Bagaimanapun, tujuan diri belum hilang. Meski terseok-seok, sedikit demi sedikit saya terus memaksa diri. Air minum di botol satu setengah liter sudah hampir habis. Cokelat dan gula jawa pun tinggal tersisa beberapa gigit lagi. Perjalanan masih jauh dan saya merasa enggan terus melihat ke puncak. Rasakan saja apa yang sedang dijalani kini sampai benar-benar mencapai batas diri.

Saya menikmati matahari terbit di tengah perjalanan. Meski tidak berada di puncak, perasaan melihat munculnya surya di tengah lereng Semeru memberi kebanggaan tersendiri. Saya bangga menjadi bagian dari para pendaki pemberani ini.

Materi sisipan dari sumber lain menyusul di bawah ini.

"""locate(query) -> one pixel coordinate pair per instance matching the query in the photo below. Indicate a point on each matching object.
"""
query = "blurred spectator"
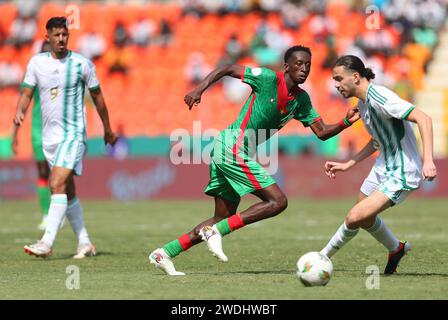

Dengan masih terengah-engah, saya bertemu dengan seorang pendaki yang baru turun dari Mahameru, “Mas, ayo semangat. Tinggal sedikit lagi.” Sebuah perkataan yang cukup melegakan sejauh ini. Semangat saya terpacu kembali seperti mendapat tambahan bahan bakar untuk terus merongrong kejamnya lereng. Tak terasa, saya meneguk air terakhir di dalam botol. Ah, tidak. Masih ada perjalanan turun tapi sudah tidak ada lagi air yang tersisa.

Tidak begitu saja menyerah, saya kembali melanjutkan perjalanan. Di seperempat jarak menuju puncak, ada pendaki ramah yang menawarkan dua teguk air miliknya. Air di botol miliknya juga tinggal sedikit. Itupun bercampur dengan butir-butir pasir. Tapi dua teguk air itu amatlah berharga buat saya. Saya pun tak enak hati dan memberikan padanya dua butir gula jawa. Begitulah kami para pendaki. Biarpun tak saling mengenal, identitas kami dipersatukan sebagai pendaki Semeru. Saya rasa itulah yang membuat kami mudah untuk saling berbagi dan menyemangati.

Saya sudah jauh terpisah dengan kelompok yang masih jauh tertinggal di bawah. Tinggal sedikit lagi. Orang-orang di puncak sudah jelas terlihat. Saya semakin dekat dengan akhir perjalanan. Saya duduk di sebuah batu besar sambil memandangi Mahameru. Jam sudah menunjukkan pukul delapan pagi. Menurut para pendaki yang baru turun, Mahameru harus kosong pada jam sepuluh karena kepulan asap yang berbahaya sudah mulai aktif keluar.

Mengumpulkan sisa-sisa tenaga, saya terus berusaha naik sambil merangkak. Dengan bantuan tangan, saya jadi bisa menahan tubuh untuk tidak turun lagi. Debu berpasir sudah mulai ganas menyerang pernapasan. Masker tidak begitu banyak membantu. Kondisi ini diperparah karena suhu menjadi agak panas karena sinar matahari yang tak lagi tersamar kabut dan awan.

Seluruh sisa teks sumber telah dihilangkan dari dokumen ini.